Selbst wenn aber eine solche über den Einzelfall hinaus bedeutsame Rechtsfrage als aufgeworfen unterstellt würde, wäre jedenfalls deren Klärungsbedürftigkeit und Klärungsfähigkeit nicht hinreichend dargelegt. Eine Rechtsfrage ist dann höchstrichterlich geklärt und damit als nicht (mehr) klärungsbedürftig anzusehen, wenn diese bereits beantwortet ist.
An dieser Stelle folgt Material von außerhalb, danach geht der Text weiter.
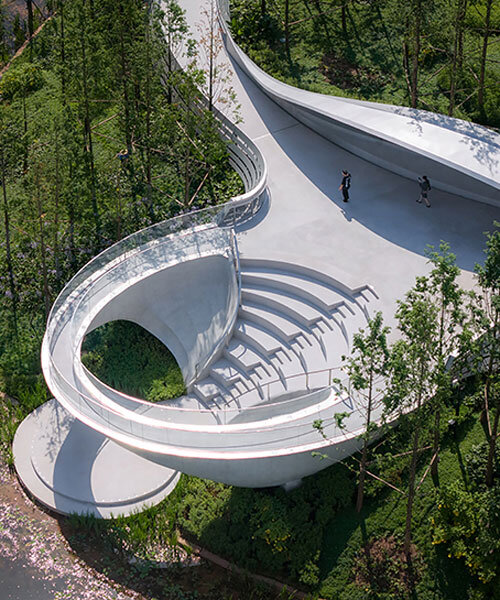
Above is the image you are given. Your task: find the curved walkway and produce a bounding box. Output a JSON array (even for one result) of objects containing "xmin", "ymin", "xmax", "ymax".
[{"xmin": 12, "ymin": 0, "xmax": 500, "ymax": 512}]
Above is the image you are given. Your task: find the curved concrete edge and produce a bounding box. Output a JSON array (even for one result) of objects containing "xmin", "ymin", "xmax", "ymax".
[
  {"xmin": 13, "ymin": 399, "xmax": 181, "ymax": 519},
  {"xmin": 217, "ymin": 0, "xmax": 500, "ymax": 207}
]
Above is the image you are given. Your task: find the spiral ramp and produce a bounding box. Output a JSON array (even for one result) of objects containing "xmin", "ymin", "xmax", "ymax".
[{"xmin": 14, "ymin": 0, "xmax": 500, "ymax": 517}]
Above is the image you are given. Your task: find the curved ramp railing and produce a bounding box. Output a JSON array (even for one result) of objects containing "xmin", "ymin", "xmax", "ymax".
[
  {"xmin": 42, "ymin": 1, "xmax": 384, "ymax": 483},
  {"xmin": 216, "ymin": 0, "xmax": 500, "ymax": 207}
]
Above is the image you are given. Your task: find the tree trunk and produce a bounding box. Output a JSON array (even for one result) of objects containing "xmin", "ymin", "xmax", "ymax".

Ist sie noch nicht ausdrücklich entschieden, genügt es, dass schon eine oder mehrere höchstrichterliche Entscheidungen ergangen sind, die ausreichende Anhaltspunkte zur Beantwortung der von der Beschwerde als grundsätzlich herausgestellten Rechtsfrage geben (BSG Beschluss vom 30.8.2016 - B 2 U 40/16 B - SozR 4-1500 § 183 Nr 12 RdNr 7 mwN).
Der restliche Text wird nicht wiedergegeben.